CUARTA PALABRA

En la primera palabra, Jesús oró, en la segunda prometió y en la tercera nos regaló a María. La primera palabra era por el pueblo ingrato, la segunda por el buen ladrón y la tercera por su Madre Santísima. Ahora es diferente, Jesús está solo ante la presencia de Dios y le habla. Sólo San Mateo y San Marcos recogen esta palabra:

"Y alrededor de la hora nona clamó Jesús con fuerte voz: "¡Eli, Eli! ¿lemá sabactaní?", esto es: "¡Dios mío, Dios mío! ¿por qué me has abandonado?" (Mateo 27:46; Marcos 15:34).

Los que estaban a su alrededor no entendieron que Jesús oraba, por eso

"Al oírlo algunos de los que estaban allí dijeron: "A Elías llama éste". Y enseguida uno de ellos fue corriendo a tomar una esponja, la empapó en vinagre y, sujetándola a una caña, le ofrecía de beber. Pero los otros le dijeron: "Deja, vamos a ver si viene Elías a salvarle" (Mateo 27:47-49; Marcos 15:35-36).

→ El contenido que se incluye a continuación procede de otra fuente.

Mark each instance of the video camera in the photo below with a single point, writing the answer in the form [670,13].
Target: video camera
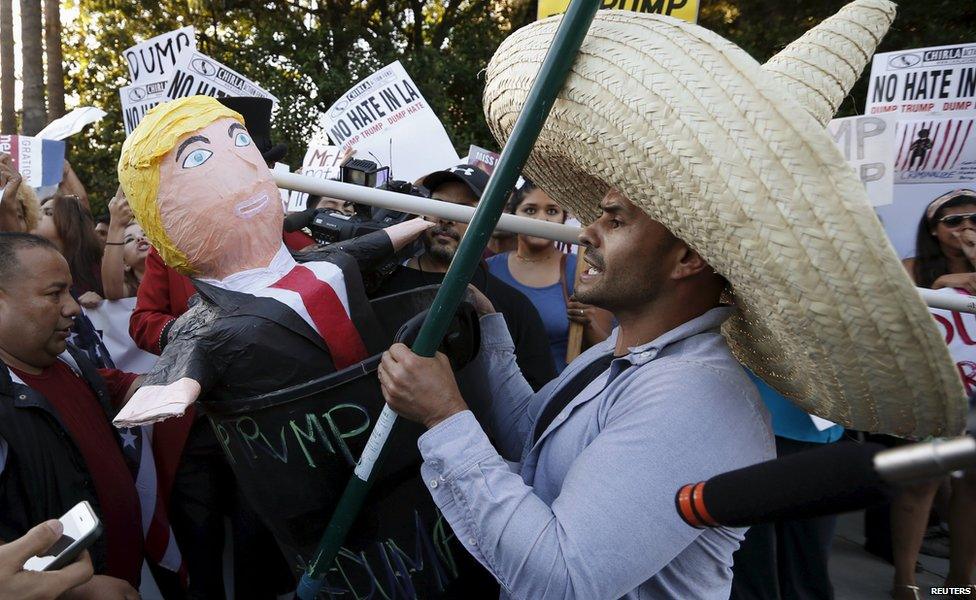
[329,226]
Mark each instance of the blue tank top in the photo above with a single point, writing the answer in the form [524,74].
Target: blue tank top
[549,301]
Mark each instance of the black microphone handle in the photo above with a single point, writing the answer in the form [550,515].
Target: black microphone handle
[299,220]
[833,479]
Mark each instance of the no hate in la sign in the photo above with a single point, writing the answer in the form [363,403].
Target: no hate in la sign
[387,120]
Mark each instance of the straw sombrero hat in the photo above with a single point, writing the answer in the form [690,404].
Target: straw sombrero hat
[733,157]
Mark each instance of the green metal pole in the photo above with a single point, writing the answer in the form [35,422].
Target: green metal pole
[552,75]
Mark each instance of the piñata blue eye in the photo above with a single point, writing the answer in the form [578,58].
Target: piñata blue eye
[196,158]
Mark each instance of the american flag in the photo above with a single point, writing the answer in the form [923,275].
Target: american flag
[160,543]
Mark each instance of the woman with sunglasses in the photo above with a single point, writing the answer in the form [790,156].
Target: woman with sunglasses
[940,258]
[945,251]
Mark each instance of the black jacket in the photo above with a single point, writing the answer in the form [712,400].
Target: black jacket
[44,473]
[522,319]
[238,345]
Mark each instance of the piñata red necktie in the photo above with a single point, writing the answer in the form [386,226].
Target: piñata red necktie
[328,314]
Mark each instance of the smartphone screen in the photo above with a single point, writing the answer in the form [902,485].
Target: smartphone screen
[80,528]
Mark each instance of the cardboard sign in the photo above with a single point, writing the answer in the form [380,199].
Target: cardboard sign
[924,80]
[40,162]
[322,161]
[937,150]
[867,144]
[137,99]
[386,120]
[71,123]
[482,158]
[157,57]
[686,10]
[959,331]
[198,74]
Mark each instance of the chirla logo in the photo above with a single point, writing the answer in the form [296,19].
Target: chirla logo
[904,61]
[203,66]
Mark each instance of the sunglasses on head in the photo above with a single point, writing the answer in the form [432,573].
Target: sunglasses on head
[956,220]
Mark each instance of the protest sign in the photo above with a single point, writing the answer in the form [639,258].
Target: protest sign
[386,120]
[198,74]
[71,123]
[936,150]
[111,322]
[321,160]
[686,10]
[959,331]
[138,99]
[40,162]
[867,144]
[157,57]
[923,80]
[482,158]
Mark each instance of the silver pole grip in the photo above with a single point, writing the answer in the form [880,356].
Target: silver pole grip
[925,461]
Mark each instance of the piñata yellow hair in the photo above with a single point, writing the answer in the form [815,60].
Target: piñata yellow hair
[157,134]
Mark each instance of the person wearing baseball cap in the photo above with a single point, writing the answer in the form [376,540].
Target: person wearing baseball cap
[464,184]
[724,230]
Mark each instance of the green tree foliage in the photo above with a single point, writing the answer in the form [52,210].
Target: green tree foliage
[307,52]
[763,27]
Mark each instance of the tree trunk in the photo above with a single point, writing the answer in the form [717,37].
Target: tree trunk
[8,118]
[35,112]
[52,50]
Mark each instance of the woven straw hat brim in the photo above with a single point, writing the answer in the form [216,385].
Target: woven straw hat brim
[693,130]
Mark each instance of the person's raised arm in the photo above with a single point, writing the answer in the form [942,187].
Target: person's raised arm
[71,186]
[613,524]
[10,182]
[113,269]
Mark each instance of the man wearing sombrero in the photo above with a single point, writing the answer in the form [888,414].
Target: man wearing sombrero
[704,177]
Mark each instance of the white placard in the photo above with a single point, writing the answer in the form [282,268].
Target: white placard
[198,74]
[322,161]
[71,123]
[111,321]
[923,80]
[137,99]
[386,120]
[867,143]
[156,58]
[936,150]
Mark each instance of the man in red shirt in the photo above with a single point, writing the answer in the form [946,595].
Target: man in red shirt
[57,444]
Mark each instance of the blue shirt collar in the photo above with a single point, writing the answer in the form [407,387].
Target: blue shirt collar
[639,355]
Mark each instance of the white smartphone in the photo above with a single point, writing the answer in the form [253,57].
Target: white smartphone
[81,528]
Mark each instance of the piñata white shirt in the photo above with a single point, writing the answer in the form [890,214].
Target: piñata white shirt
[259,282]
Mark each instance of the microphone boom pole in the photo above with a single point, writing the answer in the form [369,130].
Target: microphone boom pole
[422,206]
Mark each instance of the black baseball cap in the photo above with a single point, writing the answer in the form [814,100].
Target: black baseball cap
[257,119]
[473,177]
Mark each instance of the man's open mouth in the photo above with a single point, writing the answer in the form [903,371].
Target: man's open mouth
[252,206]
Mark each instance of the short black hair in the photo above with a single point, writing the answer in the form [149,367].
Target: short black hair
[10,245]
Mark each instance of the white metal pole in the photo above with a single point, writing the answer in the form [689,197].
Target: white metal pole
[956,302]
[421,206]
[510,223]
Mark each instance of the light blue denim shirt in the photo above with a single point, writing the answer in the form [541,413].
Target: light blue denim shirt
[590,513]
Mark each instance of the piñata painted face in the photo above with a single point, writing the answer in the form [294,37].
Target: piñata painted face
[218,202]
[200,189]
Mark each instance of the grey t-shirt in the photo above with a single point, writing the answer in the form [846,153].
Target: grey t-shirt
[590,513]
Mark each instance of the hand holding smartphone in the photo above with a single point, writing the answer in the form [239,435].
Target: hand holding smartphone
[17,583]
[80,527]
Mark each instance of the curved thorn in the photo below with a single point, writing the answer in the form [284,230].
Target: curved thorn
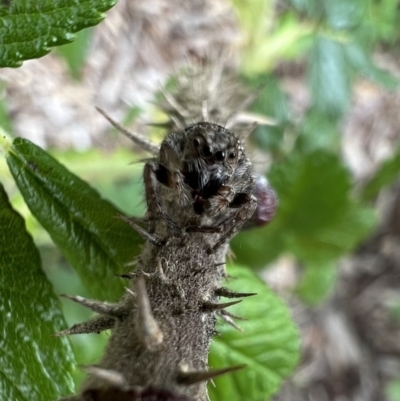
[94,325]
[103,308]
[150,332]
[136,138]
[230,321]
[227,293]
[233,316]
[140,230]
[189,378]
[108,376]
[212,307]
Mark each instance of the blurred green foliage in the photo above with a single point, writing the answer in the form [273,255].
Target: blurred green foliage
[320,217]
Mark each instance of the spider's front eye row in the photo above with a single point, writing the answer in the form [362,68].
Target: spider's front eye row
[206,151]
[220,155]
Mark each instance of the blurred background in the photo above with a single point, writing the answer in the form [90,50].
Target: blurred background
[327,75]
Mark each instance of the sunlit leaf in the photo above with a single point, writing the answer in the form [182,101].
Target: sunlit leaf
[34,364]
[29,28]
[269,345]
[82,224]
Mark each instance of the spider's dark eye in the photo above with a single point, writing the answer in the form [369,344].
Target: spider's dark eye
[206,151]
[220,155]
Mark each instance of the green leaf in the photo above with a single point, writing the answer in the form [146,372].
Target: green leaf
[29,28]
[317,220]
[345,14]
[329,76]
[34,364]
[75,53]
[269,345]
[82,224]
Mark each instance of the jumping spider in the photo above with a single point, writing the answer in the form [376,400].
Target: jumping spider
[204,166]
[205,171]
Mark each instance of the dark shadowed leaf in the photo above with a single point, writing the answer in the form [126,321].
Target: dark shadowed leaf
[82,224]
[34,364]
[269,345]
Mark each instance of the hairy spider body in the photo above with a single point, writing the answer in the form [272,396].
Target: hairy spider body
[200,190]
[204,167]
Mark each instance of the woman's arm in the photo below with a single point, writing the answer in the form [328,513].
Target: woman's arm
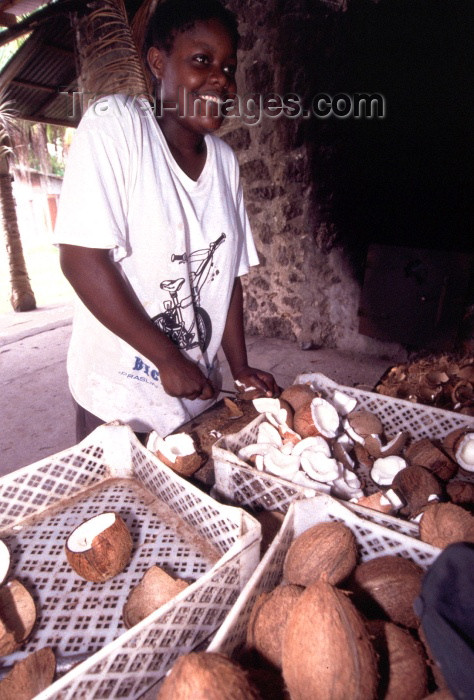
[233,344]
[101,287]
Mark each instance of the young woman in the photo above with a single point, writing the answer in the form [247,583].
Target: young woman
[154,235]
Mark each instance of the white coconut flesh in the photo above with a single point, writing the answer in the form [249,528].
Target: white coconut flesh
[325,417]
[177,445]
[315,444]
[80,540]
[384,469]
[268,433]
[4,561]
[319,467]
[465,452]
[343,403]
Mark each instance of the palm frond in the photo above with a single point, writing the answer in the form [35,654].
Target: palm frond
[108,56]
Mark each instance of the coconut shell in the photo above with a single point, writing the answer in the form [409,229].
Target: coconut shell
[424,453]
[154,590]
[17,616]
[297,395]
[206,676]
[414,485]
[327,652]
[402,664]
[185,465]
[303,422]
[268,619]
[444,523]
[326,550]
[365,423]
[461,493]
[386,587]
[29,677]
[108,555]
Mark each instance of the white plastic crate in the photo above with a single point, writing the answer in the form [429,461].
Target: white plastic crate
[173,524]
[243,485]
[373,540]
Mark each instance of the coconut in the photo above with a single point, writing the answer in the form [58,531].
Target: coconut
[178,452]
[268,619]
[326,550]
[461,493]
[297,395]
[154,590]
[280,408]
[426,454]
[384,469]
[29,677]
[444,523]
[416,486]
[17,616]
[402,665]
[360,424]
[100,548]
[385,587]
[464,452]
[4,561]
[203,675]
[327,652]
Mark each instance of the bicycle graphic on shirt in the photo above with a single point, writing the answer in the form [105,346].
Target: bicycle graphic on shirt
[171,320]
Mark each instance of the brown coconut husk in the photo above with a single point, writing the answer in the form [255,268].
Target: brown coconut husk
[425,453]
[17,616]
[443,524]
[268,619]
[415,485]
[207,676]
[154,590]
[327,652]
[385,587]
[297,395]
[326,550]
[108,555]
[29,677]
[402,664]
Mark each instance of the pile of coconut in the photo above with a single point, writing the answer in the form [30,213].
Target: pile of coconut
[337,447]
[333,628]
[442,381]
[97,550]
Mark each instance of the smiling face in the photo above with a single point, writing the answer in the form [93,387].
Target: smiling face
[196,76]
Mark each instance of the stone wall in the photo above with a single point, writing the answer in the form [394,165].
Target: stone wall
[306,287]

Algunas personas se confunden con esta expresión en labios de Jesús, porque ven en ella un signo de desesperación o, a lo mejor, el desfallecimiento de una persona ante la muerte. Sin embargo, Jesús está rezando el Salmo 21, uno de los salmos mesiánicos. Ha dicho en alta voz el primer verso y lo más probable continuara el resto del mismo en silencio.

No cabe duda de que Isaías es el profeta del Mesías con sus "Cantos del Siervo de Yahvéh", especialmente en Isaías 52:13-53:12, pero este salmo es por excelencia el salmo de la pasión. Santo Tomás así lo considera:

"Entre otras cuestiones, este salmo tiene como tema especial la pasión de Cristo; de ahí que éste sea su sentido literal".

Este salmo, que invito a leerlo y meditarlo con mucho detenimiento, es un vivo retrato de lo que le está sucediendo a Jesús. Veamos algunos versículos y su correlación con los sucesos del Calvario:

"[…] todo los que me ven de mí se mofan, tuercen los labios, menean la cabeza […]" (versículo 8).

Compárese con Mateo 27:39.

"Se confió a Yahvéh, ¡pues que él le libre, que le salve, puesto que le ama!" (versículo 9).

Compárese con Mateo 27:43.

"Atan mis manos y mis pies" (versículo 15).

La Vulgata traduce el verbo atan por han taladrado. Compárese con Marcos 15:24).

"Mi paladar está seco lo mismo que una teja y mi lengua pegada a mi garganta" (versículo 16).

Compárese con Juan 19:28).

"[…] repártense entre sí mis vestiduras y se sortean mi túnica" (versículo 19).

Compárese con Mateo 27:35; Juan 19:24).

Este salmo no es un grito de desesperación como ya he indicado, sino un himno de suprema confianza en Dios a pesar de los sufrimientos. En este poema religioso, claramente se aprecian dos partes. La primera (versos 2-22) expone los sufrimientos de un inocente perseguido con saña y maldad a manos de sus verdugos. La segunda (versos 23-32) proclama la fe y confianza en Yahvéh y alaba su nombre. Desde el versículo 27 al final se vislumbra el triunfo del justo por confiar, así como el reconocimiento de Dios ante todas las naciones.

Medita el Padre la Palma:

"El Justo es desamparado en sus penas porque fuesen amparados los pecadores en las suyas. El ser desamparado el Justo fue sumo rigor de la divina justicia y el ser amparados los pecadores fue sumo regalo de la divina misericordia".

Y los versos de Quevedo nos invitan a refugiarnos en el desamparo de Jesús:

"Tú, Señor, Dios y hombre, / dijiste que tu Padre te había desamparado; / y yo, miserable gusano, puedo decir / que nunca me desamparaste, / y que me ampararé con tu desamparo".